Antes de concluir o curso, recebi um convite para chefiar os eventos da *Cooperativa Central do Cerrado*, onde permaneci por dois anos. Foi uma imersão nas riquezas mais preciosas que o Brasil tem a oferecer. Tive acesso a diversas comunidades e organizações, além de me tornar uma pessoa mais humana.

No entanto, percebi que precisava seguir em busca da realização de outros sonhos. Compreendi que ainda tenho muito a aprender com as comunidades rurais e que, embora saiba pouco, me sinto mais realizada nos roçados do Brasil. Levei as riquezas de nossa terra para o *Terra Madre*, evento realizado a cada dois anos em Turim, em 2018. Voltei encantada com o aprendizado e com uma fome insaciável de mais conhecimento, apesar das limitações. Saí com a certeza de que preciso, a cada dia, me conectar mais com a vida rural, levando o pouco que sei e me enchendo de sabedoria com os povos que preservam a nossa cultura e biodiversidade.

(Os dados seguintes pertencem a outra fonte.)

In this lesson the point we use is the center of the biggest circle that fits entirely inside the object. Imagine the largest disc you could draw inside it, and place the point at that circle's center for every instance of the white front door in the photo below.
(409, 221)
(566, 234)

A mudança depende de cada um de nós. Vivemos em um mundo onde a maioria pensa apenas em seu próprio bem-estar. Eu sonho com um mundo em que todas as pessoas tenham comida na mesa, saúde, educação e um planeta melhor para todos.

 

BOLO PÉ DE MOLEQUE
Ingredientes:

500g de massa de mandioca (massa puba);
3 ovos;
3 colheres de café de cravo em pó;
3 colheres de sopa de canela em pó;
2/3 de xícara de chá de leite de coco;
300gr de coco fresco ralado;
1 pitada de sal;
3 colheres de sopa de manteiga;
2 xícaras de chá de açúcar mascavo ou rapadura ralada;
2 folhas de bananeira medindo 50×25 higienizada.

Atenção: Puba, conhecida como massa puba, é uma palavra derivada do tupi antigo – puba significa “fermentado”, ou pub, “mole” – é uma massa extraída da mandioca fermentada.

Segue o passo a passo de como minha avó e a minha mãe preparavam a massa de mandioca:
2kg de macaxeira descascada;
1 pote de barro ou caldeirão de alumínio de 5 litros;
Água suficiente para encher o pote ou caldeirão.

MODO DE PREPARO
Coloque a macaxeira em um pote ou panela de barro. Complete com água, tampe e deixe de 4 a 8 dias, sempre completando a água, se necessário.
Passados os dias, retire a macaxeira fermentada. Retire os talos e passe a macaxeira por uma peneira bem grossa. Depois lave massa puba e repita o processo de 2 a 3 vezes, coloque a massa em um pano para escorrer.
Esprema para que saia todo o líquido e fique uma massa enxuta. Armazene a massa no refrigerador por uma semana ou no freezer por até 30 dias.

Coloque a massa em uma bacia e acrescente os ovos inteiros, o coco ralado, o açúcar mascavo – ou a rapadura ralada – a manteiga, o leite de coco, a canela e o cravo.

Sele as folhas de bananeira na chama do fogo. Adicione a massa nas folhas de bananeira, formando um quadrado. Amarre como se fosse um pacote ou um envelope – use tiras da própria folha de bananeira para amarrar.
Minha avó e a minha mãe assavam o pé de moleque no forno em que era feita a farinhada, virando para que assassem uniformemente. Mas a forma com que preparei foi assado em uma panela – pode ser frigideira, chapa ou no forno convencional.

 

DICA DO SOMMELIER: Deguste o Bolo Pé de Moleque acompanhado com um bom café coado bem quentinho.